We’ve never needed Arizona Sen. John McCain more than we do now. It’s tempting to add “and others like him” to that statement, but there aren’t any politicians quite like him.
And it feels as if the threat of losing him, warts and all, has reminded us how valuable he is.
Word came Wednesday that McCain, whose 81st birthday is next month, has been diagnosed with a virulent type of brain tumor. The bipartisan outpouring of love was immediate. He’s been in the Senate 30 years, taking the spot Barry Goldwater left in the chamber.
So many adjectives come to mind to describe McCain, a prisoner of war in Hanoi for 51⁄2 years. A Navy pilot, he refused early release offered because he was the son and grandson of admirals. As a two-time presidential candidate, he’s an icon. He has been by turns noble, courageous, loutish, brash, independent, tone-deaf, surly, loyal, lovable and maddening.
He has stood up for this nation, and for what he believes is right, no matter the politics. On immigration, on defense, on judicial appointments and on controlling campaign financing, McCain has taken principled stands, no matter the cost.
President Donald Trump and his retinue face increasing scrutiny. An FBI director has been fired for challenging Trump. A special counsel looking into Trump is under attack by Trump.
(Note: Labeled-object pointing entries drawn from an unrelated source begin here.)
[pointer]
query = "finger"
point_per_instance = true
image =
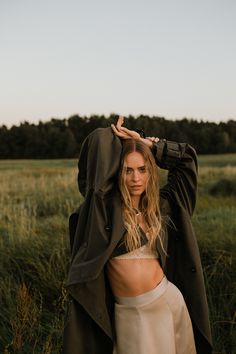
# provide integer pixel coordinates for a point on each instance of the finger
(119, 122)
(131, 133)
(118, 133)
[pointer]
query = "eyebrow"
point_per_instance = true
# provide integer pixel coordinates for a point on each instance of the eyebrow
(131, 168)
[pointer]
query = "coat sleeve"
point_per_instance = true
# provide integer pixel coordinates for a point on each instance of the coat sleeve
(180, 160)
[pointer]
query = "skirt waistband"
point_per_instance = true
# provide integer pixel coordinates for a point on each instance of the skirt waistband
(147, 297)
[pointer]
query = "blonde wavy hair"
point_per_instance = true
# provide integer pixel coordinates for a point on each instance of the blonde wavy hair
(149, 201)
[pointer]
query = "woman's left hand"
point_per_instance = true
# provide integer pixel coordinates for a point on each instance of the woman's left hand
(125, 133)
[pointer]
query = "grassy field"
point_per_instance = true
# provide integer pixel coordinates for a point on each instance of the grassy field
(36, 198)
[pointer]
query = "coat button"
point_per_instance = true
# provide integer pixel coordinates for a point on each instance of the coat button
(107, 228)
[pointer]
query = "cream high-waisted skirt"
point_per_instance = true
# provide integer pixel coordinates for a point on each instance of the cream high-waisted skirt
(156, 322)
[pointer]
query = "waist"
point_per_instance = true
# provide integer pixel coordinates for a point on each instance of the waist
(131, 277)
(146, 297)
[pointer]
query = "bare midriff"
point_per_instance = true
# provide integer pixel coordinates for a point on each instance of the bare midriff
(133, 277)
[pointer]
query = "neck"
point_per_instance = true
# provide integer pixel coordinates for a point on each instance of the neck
(135, 202)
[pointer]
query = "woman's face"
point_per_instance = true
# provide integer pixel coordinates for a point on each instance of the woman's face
(136, 173)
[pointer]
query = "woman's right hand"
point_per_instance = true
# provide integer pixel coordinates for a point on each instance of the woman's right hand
(125, 133)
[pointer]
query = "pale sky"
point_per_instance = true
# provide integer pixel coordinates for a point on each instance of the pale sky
(171, 58)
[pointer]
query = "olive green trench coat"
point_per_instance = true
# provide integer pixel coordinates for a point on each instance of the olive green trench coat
(97, 227)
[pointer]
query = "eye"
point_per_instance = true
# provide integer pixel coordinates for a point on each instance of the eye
(128, 171)
(142, 169)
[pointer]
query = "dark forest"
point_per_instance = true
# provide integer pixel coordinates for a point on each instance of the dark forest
(62, 138)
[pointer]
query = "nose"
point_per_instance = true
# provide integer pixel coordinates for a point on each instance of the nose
(135, 176)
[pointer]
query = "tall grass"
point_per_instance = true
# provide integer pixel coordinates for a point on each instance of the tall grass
(36, 198)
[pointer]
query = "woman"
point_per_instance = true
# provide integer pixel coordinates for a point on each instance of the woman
(124, 238)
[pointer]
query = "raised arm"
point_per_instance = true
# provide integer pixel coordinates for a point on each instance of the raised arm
(178, 158)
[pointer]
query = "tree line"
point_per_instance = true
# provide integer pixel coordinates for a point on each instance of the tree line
(62, 138)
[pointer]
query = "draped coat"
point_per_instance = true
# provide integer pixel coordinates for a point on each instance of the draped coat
(96, 227)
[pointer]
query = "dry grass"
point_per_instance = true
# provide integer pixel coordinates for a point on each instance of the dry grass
(36, 198)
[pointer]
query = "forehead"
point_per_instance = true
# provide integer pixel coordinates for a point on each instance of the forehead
(134, 159)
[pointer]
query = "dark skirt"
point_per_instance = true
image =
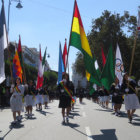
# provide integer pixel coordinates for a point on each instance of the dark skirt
(64, 102)
(117, 99)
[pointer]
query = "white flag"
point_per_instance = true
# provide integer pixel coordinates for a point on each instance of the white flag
(3, 43)
(119, 68)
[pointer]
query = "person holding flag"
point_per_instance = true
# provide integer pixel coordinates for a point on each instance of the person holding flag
(130, 99)
(16, 99)
(65, 96)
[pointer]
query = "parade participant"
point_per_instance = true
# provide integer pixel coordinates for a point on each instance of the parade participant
(45, 97)
(101, 96)
(65, 97)
(116, 96)
(16, 99)
(130, 99)
(40, 98)
(106, 98)
(81, 95)
(29, 99)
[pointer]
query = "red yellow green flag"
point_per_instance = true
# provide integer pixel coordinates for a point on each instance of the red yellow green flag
(79, 40)
(17, 70)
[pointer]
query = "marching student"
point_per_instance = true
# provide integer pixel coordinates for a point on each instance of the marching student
(40, 99)
(64, 97)
(130, 99)
(29, 99)
(116, 96)
(16, 99)
(45, 97)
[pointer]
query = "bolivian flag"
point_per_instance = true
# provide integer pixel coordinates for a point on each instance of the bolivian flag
(17, 70)
(79, 40)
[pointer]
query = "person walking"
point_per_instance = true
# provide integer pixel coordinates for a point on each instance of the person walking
(65, 96)
(130, 99)
(16, 99)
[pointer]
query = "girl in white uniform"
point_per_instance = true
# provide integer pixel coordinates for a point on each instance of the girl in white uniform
(130, 99)
(16, 99)
(45, 97)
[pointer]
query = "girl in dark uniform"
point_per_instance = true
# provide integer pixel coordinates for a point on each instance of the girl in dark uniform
(130, 99)
(29, 99)
(65, 98)
(116, 96)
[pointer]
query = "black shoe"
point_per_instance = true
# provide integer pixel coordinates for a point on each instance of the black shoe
(130, 119)
(67, 119)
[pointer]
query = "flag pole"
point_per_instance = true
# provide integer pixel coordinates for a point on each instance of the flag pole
(9, 54)
(67, 57)
(24, 73)
(70, 34)
(133, 52)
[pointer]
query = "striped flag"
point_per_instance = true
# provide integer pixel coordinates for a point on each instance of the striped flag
(40, 72)
(60, 65)
(103, 57)
(3, 43)
(65, 54)
(119, 68)
(138, 20)
(43, 61)
(79, 40)
(17, 69)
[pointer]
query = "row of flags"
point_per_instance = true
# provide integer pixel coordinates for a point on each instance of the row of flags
(62, 62)
(3, 43)
(79, 40)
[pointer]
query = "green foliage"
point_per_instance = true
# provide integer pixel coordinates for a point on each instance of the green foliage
(31, 73)
(112, 29)
(50, 79)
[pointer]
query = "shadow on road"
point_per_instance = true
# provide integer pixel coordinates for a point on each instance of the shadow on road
(108, 134)
(16, 126)
(108, 110)
(82, 103)
(44, 112)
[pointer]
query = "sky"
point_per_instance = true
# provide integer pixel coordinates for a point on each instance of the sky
(47, 22)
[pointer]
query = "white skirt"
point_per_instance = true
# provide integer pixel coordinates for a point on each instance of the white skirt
(39, 99)
(16, 103)
(102, 99)
(29, 100)
(106, 98)
(45, 98)
(131, 101)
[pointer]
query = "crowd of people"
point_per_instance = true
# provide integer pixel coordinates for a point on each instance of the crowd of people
(25, 97)
(125, 93)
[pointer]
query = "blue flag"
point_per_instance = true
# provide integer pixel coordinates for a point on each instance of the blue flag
(60, 65)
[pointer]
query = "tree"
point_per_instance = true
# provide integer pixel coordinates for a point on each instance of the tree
(112, 29)
(50, 79)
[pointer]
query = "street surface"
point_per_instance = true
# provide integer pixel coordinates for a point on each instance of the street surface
(88, 121)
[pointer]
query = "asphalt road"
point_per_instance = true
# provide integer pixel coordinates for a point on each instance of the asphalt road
(88, 121)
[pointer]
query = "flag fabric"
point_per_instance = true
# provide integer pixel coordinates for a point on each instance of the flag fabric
(40, 73)
(138, 20)
(17, 69)
(119, 68)
(103, 57)
(65, 54)
(19, 49)
(108, 73)
(60, 65)
(3, 43)
(43, 61)
(79, 40)
(91, 88)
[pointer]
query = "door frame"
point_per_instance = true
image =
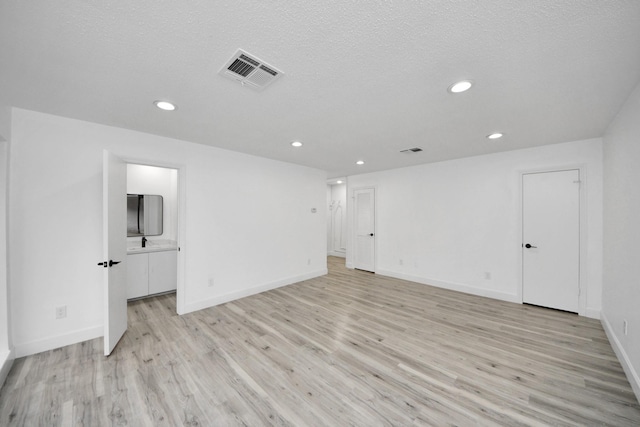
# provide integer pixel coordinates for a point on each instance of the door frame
(351, 225)
(182, 227)
(583, 264)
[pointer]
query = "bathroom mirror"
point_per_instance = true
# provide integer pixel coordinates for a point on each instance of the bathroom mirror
(144, 215)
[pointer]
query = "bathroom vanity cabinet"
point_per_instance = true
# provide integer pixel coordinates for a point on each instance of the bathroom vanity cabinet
(151, 272)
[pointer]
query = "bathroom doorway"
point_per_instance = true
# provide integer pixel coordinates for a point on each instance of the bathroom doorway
(337, 217)
(153, 231)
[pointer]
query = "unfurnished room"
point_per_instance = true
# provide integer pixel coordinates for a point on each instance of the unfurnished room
(383, 213)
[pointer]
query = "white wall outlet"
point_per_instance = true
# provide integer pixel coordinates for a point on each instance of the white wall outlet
(61, 312)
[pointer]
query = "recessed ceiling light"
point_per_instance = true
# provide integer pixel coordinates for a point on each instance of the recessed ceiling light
(165, 105)
(460, 86)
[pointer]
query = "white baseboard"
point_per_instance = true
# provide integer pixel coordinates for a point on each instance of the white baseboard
(6, 361)
(38, 346)
(592, 313)
(629, 370)
(452, 286)
(221, 299)
(335, 253)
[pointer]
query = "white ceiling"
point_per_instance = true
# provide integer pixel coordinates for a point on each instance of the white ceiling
(363, 80)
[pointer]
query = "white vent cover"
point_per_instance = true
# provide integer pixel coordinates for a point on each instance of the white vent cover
(411, 150)
(250, 71)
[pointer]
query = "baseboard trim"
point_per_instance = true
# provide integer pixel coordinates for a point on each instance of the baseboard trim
(221, 299)
(46, 344)
(459, 287)
(6, 361)
(592, 313)
(335, 253)
(629, 370)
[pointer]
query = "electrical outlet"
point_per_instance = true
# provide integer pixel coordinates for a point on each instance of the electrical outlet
(61, 312)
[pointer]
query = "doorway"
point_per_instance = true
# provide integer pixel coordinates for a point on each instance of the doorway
(551, 239)
(119, 179)
(364, 213)
(337, 218)
(152, 251)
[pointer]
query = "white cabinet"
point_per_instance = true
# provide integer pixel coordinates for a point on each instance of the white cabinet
(151, 273)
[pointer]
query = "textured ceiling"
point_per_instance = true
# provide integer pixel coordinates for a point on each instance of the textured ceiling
(363, 80)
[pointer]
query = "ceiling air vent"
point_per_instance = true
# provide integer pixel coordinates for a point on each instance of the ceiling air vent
(250, 71)
(411, 150)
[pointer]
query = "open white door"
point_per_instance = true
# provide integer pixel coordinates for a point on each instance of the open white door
(551, 239)
(114, 214)
(364, 258)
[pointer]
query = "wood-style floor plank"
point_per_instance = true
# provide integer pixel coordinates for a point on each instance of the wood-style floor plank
(349, 348)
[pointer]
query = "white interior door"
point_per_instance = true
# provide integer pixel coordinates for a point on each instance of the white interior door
(114, 214)
(364, 258)
(551, 239)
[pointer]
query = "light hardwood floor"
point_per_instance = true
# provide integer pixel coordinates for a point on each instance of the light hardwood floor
(350, 348)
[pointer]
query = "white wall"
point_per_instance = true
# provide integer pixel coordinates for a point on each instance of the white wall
(144, 179)
(621, 288)
(249, 225)
(6, 347)
(451, 222)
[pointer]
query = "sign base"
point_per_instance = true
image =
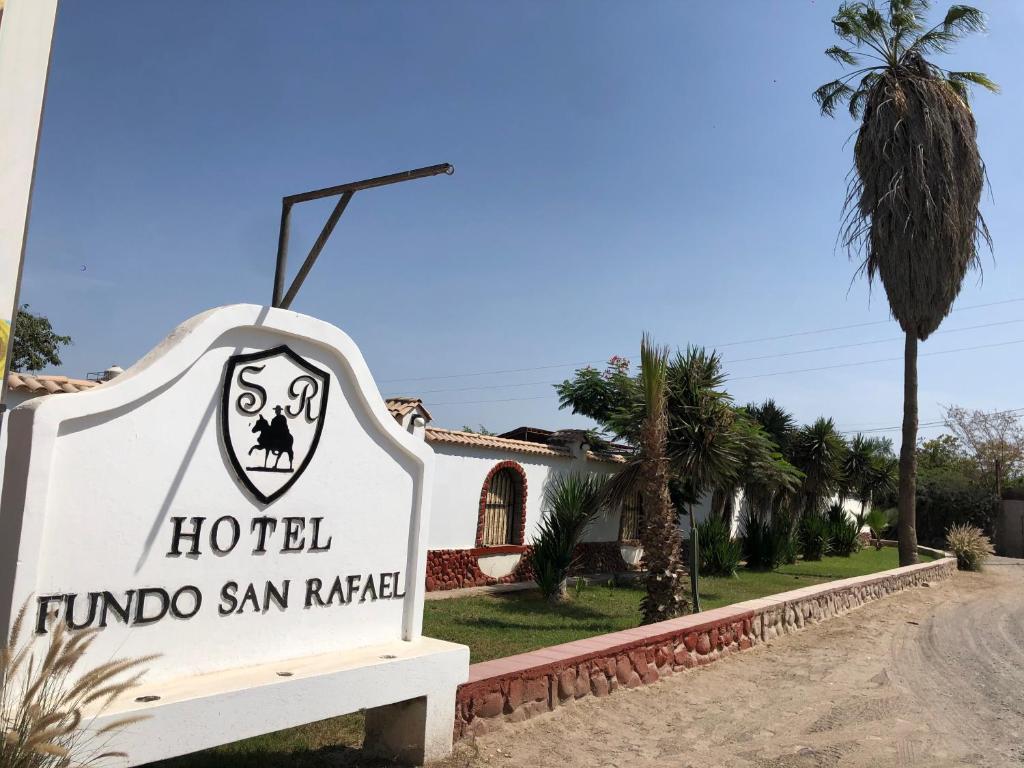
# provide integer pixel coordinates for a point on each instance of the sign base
(408, 689)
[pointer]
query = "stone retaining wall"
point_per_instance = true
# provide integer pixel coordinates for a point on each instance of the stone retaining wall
(517, 687)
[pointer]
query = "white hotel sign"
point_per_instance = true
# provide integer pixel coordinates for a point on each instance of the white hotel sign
(241, 503)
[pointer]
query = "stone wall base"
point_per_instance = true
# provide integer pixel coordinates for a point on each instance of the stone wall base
(518, 687)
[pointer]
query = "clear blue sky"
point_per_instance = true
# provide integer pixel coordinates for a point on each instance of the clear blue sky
(621, 167)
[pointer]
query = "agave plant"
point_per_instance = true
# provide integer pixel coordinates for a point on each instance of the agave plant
(571, 502)
(817, 452)
(970, 545)
(43, 701)
(912, 204)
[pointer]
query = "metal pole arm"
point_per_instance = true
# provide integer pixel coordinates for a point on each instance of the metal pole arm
(281, 298)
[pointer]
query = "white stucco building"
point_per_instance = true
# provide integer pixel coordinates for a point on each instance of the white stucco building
(487, 493)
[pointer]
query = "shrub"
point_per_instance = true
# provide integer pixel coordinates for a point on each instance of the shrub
(970, 545)
(768, 544)
(719, 551)
(41, 702)
(878, 521)
(815, 537)
(572, 501)
(844, 538)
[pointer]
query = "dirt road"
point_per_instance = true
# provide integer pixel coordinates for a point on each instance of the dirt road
(933, 677)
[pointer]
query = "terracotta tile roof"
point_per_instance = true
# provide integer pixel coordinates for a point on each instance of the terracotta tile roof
(401, 407)
(472, 439)
(17, 382)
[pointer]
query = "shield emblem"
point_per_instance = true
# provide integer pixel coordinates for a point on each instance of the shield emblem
(271, 416)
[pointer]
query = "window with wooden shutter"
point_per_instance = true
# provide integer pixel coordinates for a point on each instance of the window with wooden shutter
(632, 518)
(501, 511)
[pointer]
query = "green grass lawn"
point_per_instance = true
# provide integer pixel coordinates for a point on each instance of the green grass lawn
(495, 626)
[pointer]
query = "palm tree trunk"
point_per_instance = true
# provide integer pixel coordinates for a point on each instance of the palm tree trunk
(907, 528)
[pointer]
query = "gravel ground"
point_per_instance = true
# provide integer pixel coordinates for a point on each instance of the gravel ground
(932, 677)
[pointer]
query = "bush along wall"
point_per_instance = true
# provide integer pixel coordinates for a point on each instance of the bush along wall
(946, 502)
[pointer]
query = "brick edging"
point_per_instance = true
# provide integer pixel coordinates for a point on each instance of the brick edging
(517, 687)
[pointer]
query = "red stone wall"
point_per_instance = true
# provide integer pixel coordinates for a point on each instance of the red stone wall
(517, 687)
(455, 568)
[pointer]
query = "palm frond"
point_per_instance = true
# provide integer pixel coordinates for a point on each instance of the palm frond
(859, 97)
(961, 81)
(960, 20)
(830, 95)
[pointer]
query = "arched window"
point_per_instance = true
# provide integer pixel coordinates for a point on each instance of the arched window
(632, 518)
(503, 507)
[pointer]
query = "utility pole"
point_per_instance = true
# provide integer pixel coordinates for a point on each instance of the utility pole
(26, 40)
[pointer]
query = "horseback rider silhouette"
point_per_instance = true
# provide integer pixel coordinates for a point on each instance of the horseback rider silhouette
(274, 437)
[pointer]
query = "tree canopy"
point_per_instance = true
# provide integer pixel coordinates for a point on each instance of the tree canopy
(36, 343)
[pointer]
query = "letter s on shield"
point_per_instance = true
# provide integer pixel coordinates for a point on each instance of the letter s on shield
(272, 409)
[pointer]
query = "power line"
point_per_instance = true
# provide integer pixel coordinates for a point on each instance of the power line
(933, 423)
(713, 346)
(768, 375)
(742, 359)
(880, 359)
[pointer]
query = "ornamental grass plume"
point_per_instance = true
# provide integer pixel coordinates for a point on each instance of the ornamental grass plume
(42, 700)
(970, 545)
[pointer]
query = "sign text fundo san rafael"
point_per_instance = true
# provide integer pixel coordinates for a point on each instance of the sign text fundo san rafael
(240, 503)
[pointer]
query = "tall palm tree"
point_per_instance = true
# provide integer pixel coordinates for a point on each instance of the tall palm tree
(665, 597)
(911, 208)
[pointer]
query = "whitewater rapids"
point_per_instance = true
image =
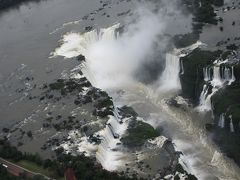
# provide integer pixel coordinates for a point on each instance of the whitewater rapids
(106, 69)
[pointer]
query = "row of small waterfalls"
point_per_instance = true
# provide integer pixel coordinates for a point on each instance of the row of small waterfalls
(103, 50)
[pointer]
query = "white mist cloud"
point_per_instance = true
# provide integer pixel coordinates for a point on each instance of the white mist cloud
(112, 61)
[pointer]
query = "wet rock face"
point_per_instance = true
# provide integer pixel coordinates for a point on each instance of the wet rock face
(192, 80)
(137, 134)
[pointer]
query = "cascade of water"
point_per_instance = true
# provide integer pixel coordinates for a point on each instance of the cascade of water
(216, 81)
(107, 153)
(231, 124)
(207, 74)
(170, 77)
(232, 76)
(221, 122)
(182, 68)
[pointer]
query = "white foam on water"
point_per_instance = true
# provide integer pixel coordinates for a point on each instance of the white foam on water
(213, 78)
(221, 122)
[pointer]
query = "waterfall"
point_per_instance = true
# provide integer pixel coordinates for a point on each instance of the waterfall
(207, 73)
(108, 153)
(170, 77)
(231, 124)
(221, 122)
(217, 79)
(182, 68)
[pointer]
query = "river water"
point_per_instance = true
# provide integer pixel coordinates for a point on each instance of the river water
(29, 34)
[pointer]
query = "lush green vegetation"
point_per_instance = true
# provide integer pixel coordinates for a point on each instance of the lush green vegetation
(33, 167)
(5, 4)
(137, 134)
(192, 80)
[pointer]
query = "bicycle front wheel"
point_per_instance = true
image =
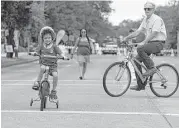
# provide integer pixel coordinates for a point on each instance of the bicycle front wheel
(166, 84)
(117, 79)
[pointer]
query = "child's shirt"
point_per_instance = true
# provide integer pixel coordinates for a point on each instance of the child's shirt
(52, 51)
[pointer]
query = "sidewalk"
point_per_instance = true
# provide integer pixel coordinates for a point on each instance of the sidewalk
(23, 58)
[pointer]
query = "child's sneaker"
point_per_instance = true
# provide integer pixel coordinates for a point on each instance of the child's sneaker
(53, 94)
(36, 85)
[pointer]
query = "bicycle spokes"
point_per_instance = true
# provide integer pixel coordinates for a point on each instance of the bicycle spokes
(120, 73)
(164, 82)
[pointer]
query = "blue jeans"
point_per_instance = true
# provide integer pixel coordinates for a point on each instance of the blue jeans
(144, 53)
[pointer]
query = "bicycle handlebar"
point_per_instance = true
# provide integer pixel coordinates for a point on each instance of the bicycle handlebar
(49, 56)
(130, 44)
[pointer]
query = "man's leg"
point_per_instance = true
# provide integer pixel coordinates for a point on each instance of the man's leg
(144, 52)
(139, 85)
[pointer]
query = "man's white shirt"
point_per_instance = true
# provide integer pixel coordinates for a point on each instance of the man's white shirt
(154, 23)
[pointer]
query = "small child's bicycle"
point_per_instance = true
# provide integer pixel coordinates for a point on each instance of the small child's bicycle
(44, 89)
(117, 77)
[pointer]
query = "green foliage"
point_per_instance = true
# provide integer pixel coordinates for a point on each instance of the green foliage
(15, 13)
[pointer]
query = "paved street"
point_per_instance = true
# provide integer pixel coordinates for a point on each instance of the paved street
(83, 103)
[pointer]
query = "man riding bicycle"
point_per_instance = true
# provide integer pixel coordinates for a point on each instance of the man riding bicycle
(155, 32)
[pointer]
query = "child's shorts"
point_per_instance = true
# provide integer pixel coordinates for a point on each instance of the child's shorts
(51, 69)
(83, 58)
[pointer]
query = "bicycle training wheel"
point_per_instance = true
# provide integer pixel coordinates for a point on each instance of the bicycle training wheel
(42, 103)
(117, 79)
(45, 88)
(167, 84)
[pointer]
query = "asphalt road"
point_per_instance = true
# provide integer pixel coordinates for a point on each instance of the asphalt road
(83, 103)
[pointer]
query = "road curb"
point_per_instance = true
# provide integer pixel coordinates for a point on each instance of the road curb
(18, 63)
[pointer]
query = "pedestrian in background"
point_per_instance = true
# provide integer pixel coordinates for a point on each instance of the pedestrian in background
(85, 49)
(130, 41)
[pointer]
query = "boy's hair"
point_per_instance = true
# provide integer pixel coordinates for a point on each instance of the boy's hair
(46, 30)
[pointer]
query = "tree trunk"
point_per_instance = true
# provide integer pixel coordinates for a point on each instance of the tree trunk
(10, 41)
(178, 42)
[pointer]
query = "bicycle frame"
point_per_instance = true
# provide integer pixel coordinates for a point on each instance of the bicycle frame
(130, 58)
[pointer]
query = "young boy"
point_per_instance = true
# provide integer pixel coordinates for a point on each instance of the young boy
(47, 47)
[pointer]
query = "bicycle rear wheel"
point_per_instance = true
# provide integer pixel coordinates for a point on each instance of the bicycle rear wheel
(117, 79)
(167, 84)
(42, 104)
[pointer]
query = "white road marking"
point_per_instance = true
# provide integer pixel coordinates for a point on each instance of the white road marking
(90, 112)
(50, 80)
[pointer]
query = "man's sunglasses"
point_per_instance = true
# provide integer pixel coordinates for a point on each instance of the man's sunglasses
(148, 9)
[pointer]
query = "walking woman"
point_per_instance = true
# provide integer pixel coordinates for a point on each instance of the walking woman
(85, 48)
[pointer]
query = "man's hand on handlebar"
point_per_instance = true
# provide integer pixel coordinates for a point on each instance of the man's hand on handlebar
(33, 54)
(62, 57)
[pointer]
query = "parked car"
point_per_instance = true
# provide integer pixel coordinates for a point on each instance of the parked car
(110, 48)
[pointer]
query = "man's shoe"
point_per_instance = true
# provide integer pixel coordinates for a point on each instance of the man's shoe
(53, 94)
(150, 72)
(36, 86)
(137, 88)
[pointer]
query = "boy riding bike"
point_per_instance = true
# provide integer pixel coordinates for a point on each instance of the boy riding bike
(154, 29)
(47, 47)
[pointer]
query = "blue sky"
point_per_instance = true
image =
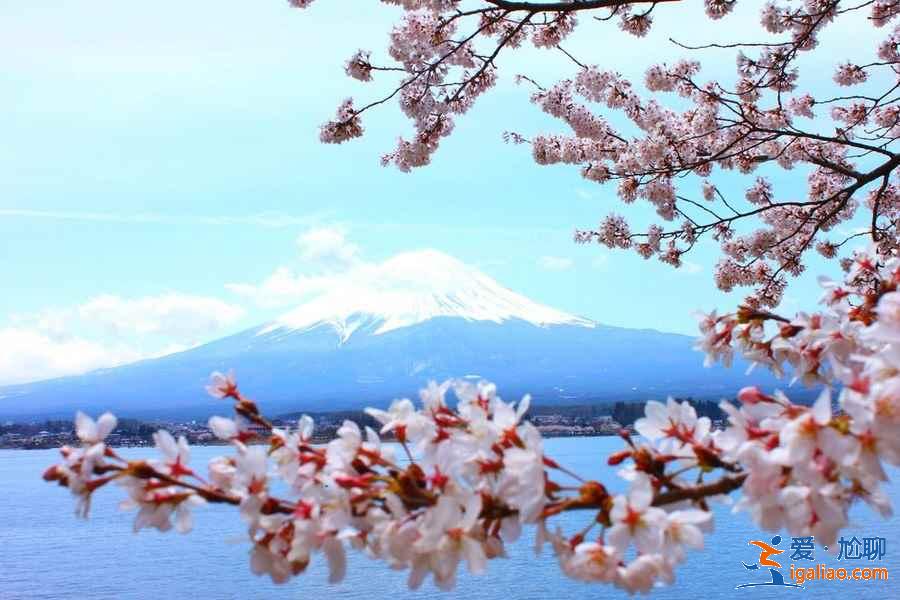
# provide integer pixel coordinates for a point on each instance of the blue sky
(163, 150)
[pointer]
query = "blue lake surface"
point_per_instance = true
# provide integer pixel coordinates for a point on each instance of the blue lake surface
(45, 552)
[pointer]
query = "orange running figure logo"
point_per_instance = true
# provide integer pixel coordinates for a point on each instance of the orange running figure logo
(766, 551)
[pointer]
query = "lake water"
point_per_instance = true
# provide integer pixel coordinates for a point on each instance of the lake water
(45, 552)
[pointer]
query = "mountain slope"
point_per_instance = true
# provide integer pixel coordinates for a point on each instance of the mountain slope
(431, 318)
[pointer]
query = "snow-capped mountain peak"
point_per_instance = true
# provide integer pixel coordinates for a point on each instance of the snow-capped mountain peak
(413, 287)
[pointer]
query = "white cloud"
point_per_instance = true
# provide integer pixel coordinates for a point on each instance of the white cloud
(326, 245)
(264, 219)
(107, 331)
(29, 355)
(324, 250)
(172, 315)
(282, 288)
(555, 263)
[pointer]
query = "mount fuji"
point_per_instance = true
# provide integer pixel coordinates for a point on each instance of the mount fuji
(420, 316)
The president has attacked Attorney General Jeff Sessions for recusing himself from an investigation involving Sessions’ own meetings with the Russians. We want to rely on McCain to stand strong for this nation’s principles and institutions once again. His track record suggests he would.
McCain first sought the presidency in 2000. He was unable to raise his arms above his shoulders thanks to injuries from his torturers, and unable to hold his tongue, thanks to his character. On a bus named the “Straight Talk Express,” he would hold court for hours, charming the cynical press.
McCain never ducked a question, and his candidacy spit in the establishment’s eye. George W. Bush had the money, a presidential daddy and an iffy war record in the Air National Guard. But McCain seized the nation’s imagination, and won the New Hampshire primary.
Then the establishment took back the reins. Bush crushed “maverick” McCain in the South Carolina primary when push polls popped up telling voters the Arizona senator had fathered a black baby out of wedlock, among other smears. In fact, McCain and his wife had adopted an orphan from Bangladesh, but his loss led Bush to the nomination.
When McCain ran in 2008, the landscape had changed. He could not believe the press had abandoned its love affair with him and fallen for Barack Obama. That race featured McCain’s worst moments: choosing Sarah Palin as his running mate, and showily “suspending” his campaign for the financial crisis, only to zoom back to the trail.
But in 2008, McCain also showed the nation how to deal with a simmering ugliness. When a woman at a rally said, “I can’t trust Obama . . . he’s an Arab,” McCain took the microphone and said, “No ma’am, no ma’am . . . He’s a decent family man, citizen, that I just happen to have disagreements with on fundamental issues.”
Trump, in contrast, led the “birther” movement. And in his own presidential race, he disparaged McCain for being captured by the North Vietnamese.
Now the chairman of the Armed Services Committee, McCain is an elder statesman and a voice of reason in a GOP majority that has far too few.
In 2015, McCain told an interviewer he had already chosen the epitaph for his tombstone: “He served his country.”
Pray it won’t be carved anytime soon.
Lane Filler is a member of Newsday’s editorial board.